The big dilemma this year is whether we have some form of a Triple Crown. Will the winner of all three classics go down as the 14th Triple Crown winner, along with Secretariat, Citation, American Pharoah, Justify and the others or will there be a Triple Crown winner with an asterisk or will there not be a Triple Crown winner at all, even if one horse wins all three races? And regardless of how it appears in the record books, will each individual go along with the official designation or make his or her own decision based strictly on how they feel about it and ignore the record books?

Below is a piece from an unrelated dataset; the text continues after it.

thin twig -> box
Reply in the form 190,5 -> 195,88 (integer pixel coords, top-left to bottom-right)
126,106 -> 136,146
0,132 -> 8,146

Right now, we have a terrific field lined up for the 11/8-mile Belmont Stakes (G1) June 20. But is it a terrific field because it is perceived as a classic or because so many good horses simply need a place to run? Will Bob Baffert run two of his major stars because it is a classic or because he doesn't want to run three horses in the Santa Anita Derby (G1) and he wants to take advantage of a one-turn mile-and-an-eighth race for his two speedballs, especially with the elite tag of classic to go with it?
We should get an indication of how horsemen look at the Belmont Stakes when Godolphin and trainer Brendan Walsh announce their plans for Matt Winn (G3) winner Maxfield, who is undefeated in three lifetime starts. If they truly look at the Belmont as a classic, you would think they would want to run. After all, who passes up a classic race and being featured on a three-hour NBC telecast, especially when you have one of the favorites?
But if they don't run and decide to wait three weeks for the Blue Grass Stakes (G2) on the track that Maxfield obviously relished when he romped in the Breeders' Futurity (G1) last fall, does that mean they regard the Belmont as just another big race and not a true classic? If they regard it as a classic, then you have to run. Just to reiterate what I said, you don't pass up a classic, especially the first one, and lose a chance of being a Triple Crown winner, asterisk or no asterisk.
If they don't look at the Belmont as a classic, then the logical step for Maxfield would be to wait for the Blue Grass Stakes three weeks later. That would then give them four weeks to the Travers Stakes (G1) (assuming it is run on Aug. 8), then four weeks to the Kentucky Derby Presented by Woodford Reserve (G1), then four weeks to the Preakness (G1) if they want to run there. They could also go straight to the Breeders' Cup Classic (G1) from the Kentucky Derby with that race and the Travers under their belt. If NYRA for some reason schedules the Travers for Aug. 1 then it might be coming back too quickly off the Blue Grass, thus making the Belmont more feasible timing-wise. Got all that?
Speaking of the Travers, will NYRA keep it at its traditional distance of a mile and a quarter or shorten it to a mile and an eighth? If the thinking is that asking a horse to run back-to-back mile and a quarter races is too tough, it is not nearly as tough as a younger, less mature 3-year-old running a mile and a quarter and then coming back two weeks later and running a mile and three-sixteenths and then coming back three weeks later and running a mile and a half.
By keeping the Travers at a mile and a quarter, it keeps the long tradition of the race and makes it more attractive, because the only change would be the date. And if a horse should win the Travers and then get beat in the makeshift Derby, at least he is a "real" Travers winner, which is extremely prestigious in its own right. Why bastardize one of America's greatest races when there is no reason for it? Trainers have to get it into their heads that running in the 10-furlong Travers and coming back in the Derby in four weeks is far easier than the traditional Derby--Preakness double, where the difference is a mere sixteenth of a mile. And you are dealing with tougher, stronger, and more mature 3-year-olds in August and September than you are in early to mid-May.
Now, if NYRA polls a number of trainers and owners and asks them if they would run in the 10-furlong Travers and they say no, then that is quite a statement on today's racing and the perceived fragility of the Thoroughbred, as well as the mentality of today's trainers when it comes to the durability of their horses. Can you imagine the cachet a horse would have winning the Travers and Kentucky Derby within a month's span. It will never happen again.
Right now let's see what Godolphin and Walsh do and the historical importance they put on the Belmont Stakes in its current form. Maxfield or no Maxfield, mile and an eighth or no mile and an eighth, classic or no classic, it will be a great race. And in these trying times, that is a lot.